Still with me? The story is demonstrably true, down to the fact that the Germans were completely duped, leading them to move their forces to the wrong site of the supposed invasion. This paved the way for the Allies to launch, virtually unimpeded, a campaign to recapture Italy.
Of course, the musical is a witty riff on this beguilingly clever bit of spycraft. But the emotions it rouses, undergirding the ordeal of World War II, go deeper for British audiences. “For everyone that went to school here, that's something that they would have covered,” said Christian Andrews, who plays the prim, kindly secretary Hester (and other characters) in the U.K. tour. “My great auntie loved telling us about the war — I think she must have been like 16 or something when World War Two started. And yeah, I adored sitting down and listening to her.”
It is the essence of that idea, of gathering round to be regaled by a mesmerising bit of history, that “Operation Mincemeat” bottles so well. And all the more astonishing, because the SplitLip posse had never written a musical before.
“A few weeks ago, one of the wardrobe assistants, Billy, said to me, ‘Did you know that “Sail on, Boys” is a ‘charm song’?” said Hodgson, who plays Ewen Montague, the devilishly devious head of the MI5 team. And I was like, ‘What's a charm song’? He's like, ‘What do you mean? It's a type of song in musical theatre.’ I was like, ‘Oh my God, I'm being taught musical theatre in my own Broadway show by one of the wardrobe assistants!’
As Roberts noted, the group chose this narratively-rich source material “because we wanted to do something with a bit more commercial appeal” than some of the weirder, cabaret-style work through which SplitLip had gained a cult following. But when it came to writing the score, the focus became on mining various musical genres, from period ballads to contemporary hip-hop, for the humour or pathos the scene required.

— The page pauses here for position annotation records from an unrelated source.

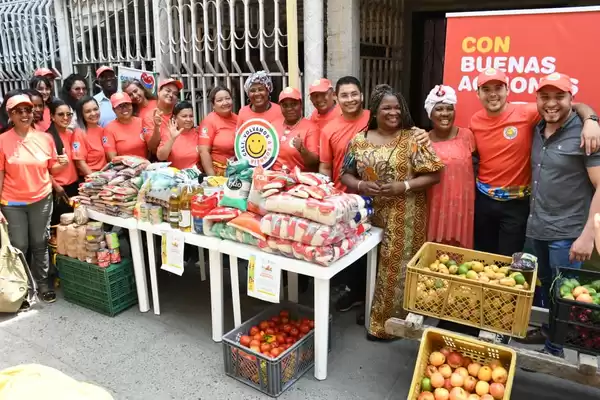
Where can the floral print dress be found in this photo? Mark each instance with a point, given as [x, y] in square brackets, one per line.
[403, 218]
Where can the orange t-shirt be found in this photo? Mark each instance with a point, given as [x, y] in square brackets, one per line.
[219, 133]
[148, 110]
[26, 163]
[271, 115]
[68, 174]
[289, 156]
[334, 140]
[89, 147]
[126, 139]
[504, 145]
[323, 119]
[184, 152]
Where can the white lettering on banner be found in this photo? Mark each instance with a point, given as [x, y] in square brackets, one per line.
[513, 66]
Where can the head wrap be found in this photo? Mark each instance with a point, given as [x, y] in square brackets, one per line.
[259, 77]
[439, 94]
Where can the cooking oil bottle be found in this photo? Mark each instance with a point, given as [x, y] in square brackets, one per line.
[174, 208]
[185, 208]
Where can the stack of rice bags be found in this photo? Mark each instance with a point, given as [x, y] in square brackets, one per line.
[113, 190]
[305, 217]
[229, 218]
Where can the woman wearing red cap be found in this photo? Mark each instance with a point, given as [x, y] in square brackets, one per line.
[124, 135]
[258, 88]
[217, 133]
[180, 144]
[144, 102]
[88, 139]
[26, 157]
[156, 123]
[298, 137]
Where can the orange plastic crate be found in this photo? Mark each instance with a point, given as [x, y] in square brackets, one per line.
[494, 308]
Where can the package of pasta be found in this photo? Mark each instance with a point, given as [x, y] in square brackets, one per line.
[237, 190]
[328, 211]
[312, 233]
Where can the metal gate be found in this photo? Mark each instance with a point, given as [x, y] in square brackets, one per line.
[201, 42]
[28, 39]
[381, 44]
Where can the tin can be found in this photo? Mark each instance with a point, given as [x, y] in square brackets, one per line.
[155, 215]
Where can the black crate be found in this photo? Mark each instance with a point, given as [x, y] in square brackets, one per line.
[573, 324]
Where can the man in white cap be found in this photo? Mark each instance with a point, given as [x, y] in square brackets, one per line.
[108, 82]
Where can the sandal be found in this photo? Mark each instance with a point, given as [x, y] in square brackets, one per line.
[49, 296]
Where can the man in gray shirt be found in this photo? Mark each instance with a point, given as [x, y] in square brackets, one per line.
[560, 226]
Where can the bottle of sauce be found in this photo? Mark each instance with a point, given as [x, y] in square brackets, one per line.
[174, 208]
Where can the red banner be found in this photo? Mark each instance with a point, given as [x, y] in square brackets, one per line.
[526, 45]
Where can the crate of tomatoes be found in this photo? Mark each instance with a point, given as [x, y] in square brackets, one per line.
[272, 350]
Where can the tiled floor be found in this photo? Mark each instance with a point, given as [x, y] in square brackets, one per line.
[171, 356]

“We approached every number completely with a clean slate as to what is the correct musical palette for this one song,” said Cumming, who originated the role of Charles Cholmondeley, the nerdy MI5 conceiver of the subterfuge. “And so we were less thinking about who's going to be watching it; we were like, what does the story require in this moment, for this moment to be the best it possibly can be?”

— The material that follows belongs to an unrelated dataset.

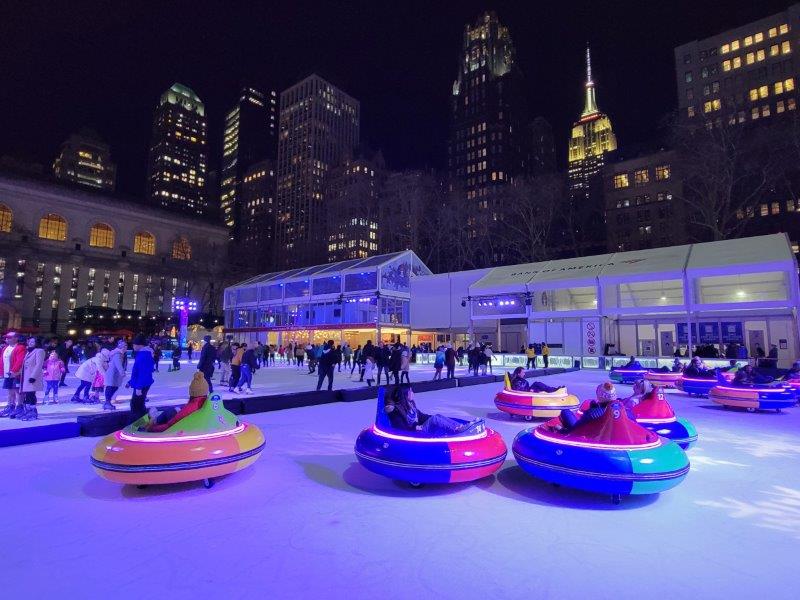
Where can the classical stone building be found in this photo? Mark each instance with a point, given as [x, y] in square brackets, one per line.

This was certainly true for what has become an emotional high point of the production, when Hester, played to Tony and Olivier-winning acclaim by Jak Malone, strums the audience’s heartstrings in the plaintive memory song, “Dear Bill.” The number is an instant theatre classic, revealing the story of Hester’s love for — well, why spoil the three-hanky moment?
“I had the privilege of seeing Jak do it before I touched the material,” recalled Andrews, who understudied before taking over the role in the production still running in the West End’s Fortune Theatre. “So the sense of who this version of the woman is was quite clear to me as a blueprint from Jak. And I think I was actually a bit naive as to how hard it is because of how brilliantly Jak did it.”
Alongside Andrews, Holly Sumpton, Seán Carey, and Charlotte Hanna-Williams return from the West End production to reprise their roles in the touring cast, joined by new recruit Jamie-Rose Monk. Audiences across the country will now be able to savour the SplitLip treatment of a singular slice of British history. Come to think of it, by means of virtuosic farce and an uncanny mastery of both gender-switching role-playing and the art of the quick-change, SplitLip seems to have been singularly destined for this assignment.
“We love this story,” Hodgson said. “What felt funny about it, and what felt true about it, and what felt difficult and naughty.” The musical indeed ricochets from one emotional tone to another, from moments detailing little human absurdities during wartime, to evocations of the monumental human toll.
Or as Hodgson put it, speaking as much about life as about “Operation Mincemeat”: “Things can go from being funny to tragic in a room, every day of your life.”